Un attaquant assez fort et assez résolu pour rechercher les grandes solutions trouvera donc certainement son compte à joindre le défenseur dans les montagnes.

Mais, nous l’avons déjà dit et devons encore le répéter, l’opinion que nous émettons ici a toutes les apparences contre elle, et, au premier aspect, l’expérience semble la contredire. Jusqu’ici en effet, et dans la plupart des invasions, on a vu les armées attaquantes, qu’elles recherchassent ou non les grandes solutions, regarder comme une chose extraordinairement favorable de devancer le défenseur dans les zones montagneuses qu’elles avaient à traverser. Cela ne prouve rien contre notre raisonnement, et nous reconnaissons qu’en pareil cas l’intérêt de l’attaque est de devancer son adversaire sur ces points importants. Ici cependant il faut faire une distinction.

Lorsque, marchant à la rencontre de l’ennemi pour lui livrer une bataille générale, une armée envahissante doit franchir une zone montagneuse qu’elle sait ne pas être occupée par le défenseur, elle a néanmoins toujours à craindre qu’au dernier moment celui-ci ne lui dispute les défilés par lesquels elle devra passer. En pareil cas, l’attaque ne saurait compter sur l’efficacité habituelle de son action contre les positions prises par son adversaire en terrain montagneux.

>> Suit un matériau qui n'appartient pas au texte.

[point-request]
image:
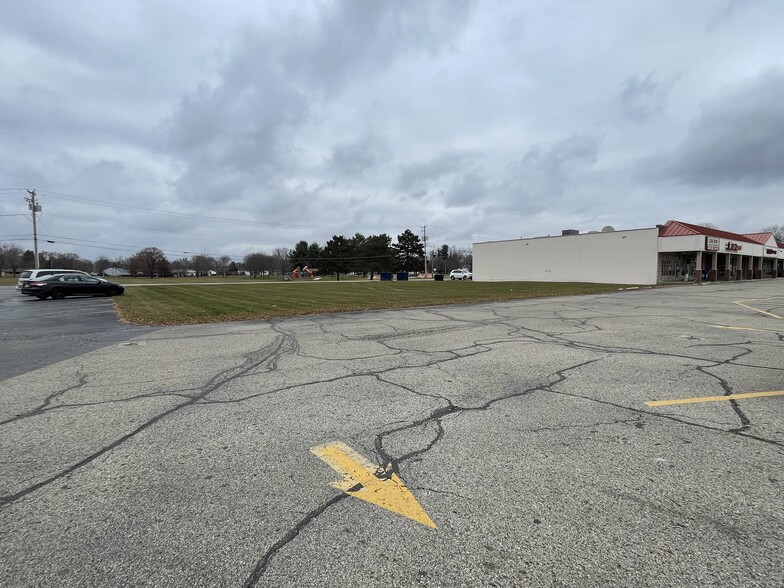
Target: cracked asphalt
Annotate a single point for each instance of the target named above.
(179, 457)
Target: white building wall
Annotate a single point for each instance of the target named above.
(620, 257)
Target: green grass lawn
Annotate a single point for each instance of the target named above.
(161, 302)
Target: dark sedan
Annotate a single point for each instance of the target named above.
(70, 285)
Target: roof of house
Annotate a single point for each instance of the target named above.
(761, 238)
(674, 228)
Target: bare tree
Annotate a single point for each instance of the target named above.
(282, 257)
(223, 264)
(150, 261)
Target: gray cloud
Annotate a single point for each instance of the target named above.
(642, 99)
(545, 173)
(737, 138)
(306, 119)
(417, 179)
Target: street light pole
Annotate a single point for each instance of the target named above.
(34, 207)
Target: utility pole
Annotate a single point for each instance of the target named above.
(424, 234)
(34, 207)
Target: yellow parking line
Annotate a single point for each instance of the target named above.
(714, 398)
(743, 329)
(740, 303)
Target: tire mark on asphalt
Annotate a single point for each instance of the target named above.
(266, 356)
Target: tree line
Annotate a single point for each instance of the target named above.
(366, 255)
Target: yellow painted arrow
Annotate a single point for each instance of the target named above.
(360, 481)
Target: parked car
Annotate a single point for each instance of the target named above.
(60, 286)
(28, 275)
(461, 274)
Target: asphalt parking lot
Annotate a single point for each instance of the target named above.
(506, 444)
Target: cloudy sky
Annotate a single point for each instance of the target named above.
(238, 126)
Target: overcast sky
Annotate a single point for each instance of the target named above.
(238, 126)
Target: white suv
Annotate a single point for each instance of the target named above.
(461, 274)
(28, 275)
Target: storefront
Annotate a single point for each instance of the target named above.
(675, 251)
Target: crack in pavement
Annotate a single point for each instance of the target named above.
(266, 356)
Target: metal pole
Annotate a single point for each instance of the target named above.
(35, 208)
(424, 233)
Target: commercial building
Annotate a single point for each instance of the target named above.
(675, 251)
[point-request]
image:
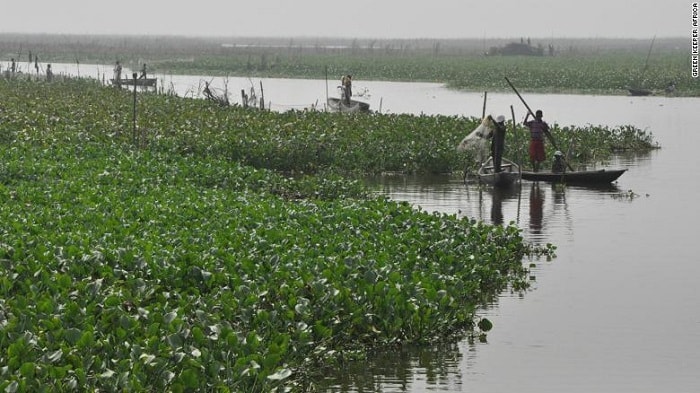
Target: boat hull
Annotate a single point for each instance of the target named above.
(602, 176)
(338, 105)
(144, 82)
(509, 175)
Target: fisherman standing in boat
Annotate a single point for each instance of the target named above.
(498, 140)
(538, 129)
(117, 73)
(347, 88)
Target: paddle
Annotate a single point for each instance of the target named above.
(547, 133)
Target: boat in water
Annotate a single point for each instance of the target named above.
(338, 105)
(592, 177)
(509, 174)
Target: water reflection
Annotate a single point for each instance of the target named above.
(436, 368)
(536, 206)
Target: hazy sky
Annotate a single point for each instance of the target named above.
(359, 19)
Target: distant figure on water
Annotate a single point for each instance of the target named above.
(117, 72)
(558, 165)
(346, 83)
(538, 129)
(498, 142)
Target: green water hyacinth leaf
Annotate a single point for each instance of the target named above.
(12, 387)
(280, 375)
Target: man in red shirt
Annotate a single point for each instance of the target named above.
(538, 129)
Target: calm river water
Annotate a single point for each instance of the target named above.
(616, 311)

Le défenseur, en effet, n’a pas ici à éparpiller ses forces comme dans la défense générale d’une montagne, car les défilés à défendre lui sont indiqués d’avance par les directions que suivent les colonnes de l’attaque, directions que cette dernière est obligée de leur donner sans avoir elle-même, par contre, aucune indication préalable des dispositions de son adversaire. Dans ces conditions, l’attaquant peut trouver le défenseur dans une position inattaquable, et, par suite, les avantages que dans le livre de la défensive nous avons reconnus être du côté du premier passent alors du côté du second. Cependant quand on réfléchit aux difficultés que rencontrera toujours le défenseur à s’organiser au dernier moment sur une bonne position, alors surtout qu’il l’aura jusque-là laissée inoccupée, il faut reconnaître que ce procédé défensif ne peut être que très insuffisant et que le danger dont il menace l’attaque est des plus problématiques. Mais comme, quelque invraisemblable qu’il soit, le cas peut néanmoins se présenter, il convient d’en tenir compte, car à la guerre les événements justifient souvent des précautions qui paraissent tout d’abord passablement inutiles.

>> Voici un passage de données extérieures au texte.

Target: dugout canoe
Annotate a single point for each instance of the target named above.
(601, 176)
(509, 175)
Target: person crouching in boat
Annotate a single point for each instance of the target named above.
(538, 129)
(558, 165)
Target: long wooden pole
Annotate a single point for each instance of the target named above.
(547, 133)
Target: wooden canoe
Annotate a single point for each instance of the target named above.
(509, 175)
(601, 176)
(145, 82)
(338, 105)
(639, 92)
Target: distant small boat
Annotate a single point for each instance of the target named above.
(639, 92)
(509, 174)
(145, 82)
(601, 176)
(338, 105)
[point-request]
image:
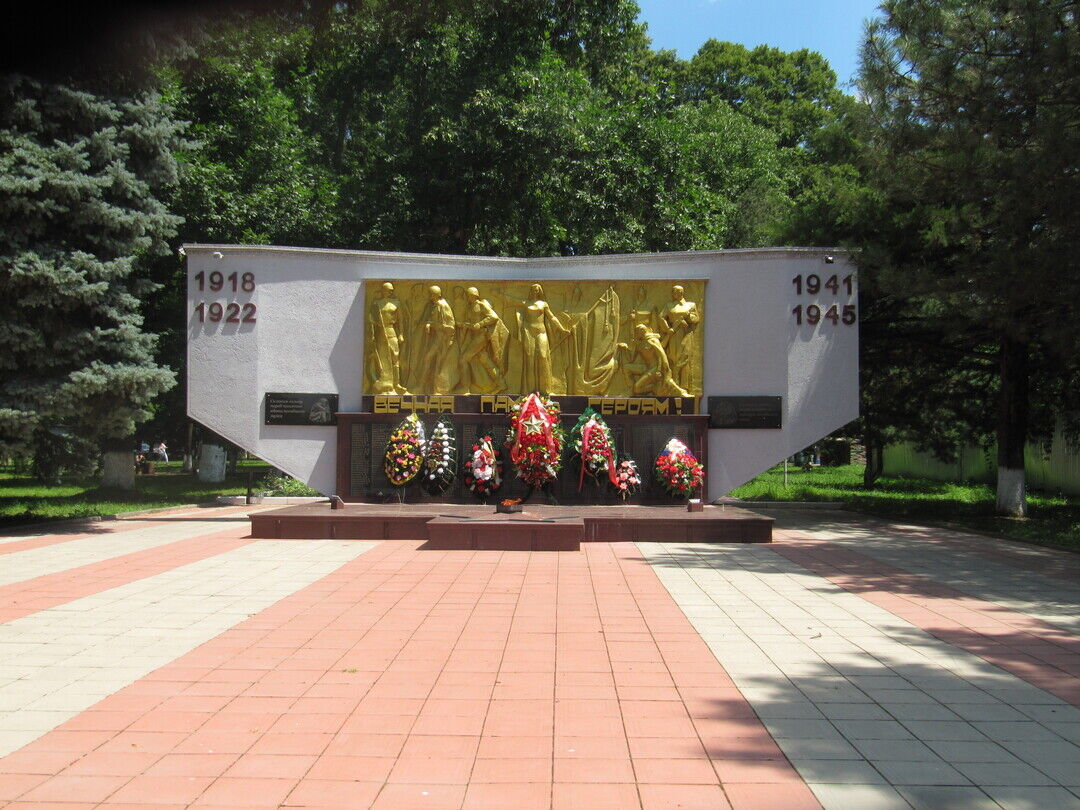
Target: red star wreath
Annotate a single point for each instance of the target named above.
(536, 440)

Il peut aussi se faire que, n’ayant l’intention de s’y maintenir que pendant un certain temps, le défenseur se contente de placer dans la montagne une avant-garde ou une chaîne de postes avancés. Ce procédé ne saurait lui être très avantageux ; mais l’attaquant n’étant pas dans la confidence doit agir ici comme si la défense devait se prolonger.

Nous reconnaissons, d’ailleurs, que le caractère d’un terrain montagneux peut contribuer à rendre certaines positions inattaquables, mais c’est surtout en dehors des montagnes proprement dites que l’on rencontre ce genre de positions — Pirna, Schmottseifen, Meissen, Feldkirch, — et c’est précisément ce qui les rend plus fortes. On en peut trouver aussi dans les montagnes, — sur les hauts plateaux particulièrement, — dans lesquelles le défenseur ne serait plus soumis aux désavantages habituels des positions défensives en terrain montagneux, mais ce sont là des cas si rares que la théorie n’en peut parler que comme de véritables exceptions.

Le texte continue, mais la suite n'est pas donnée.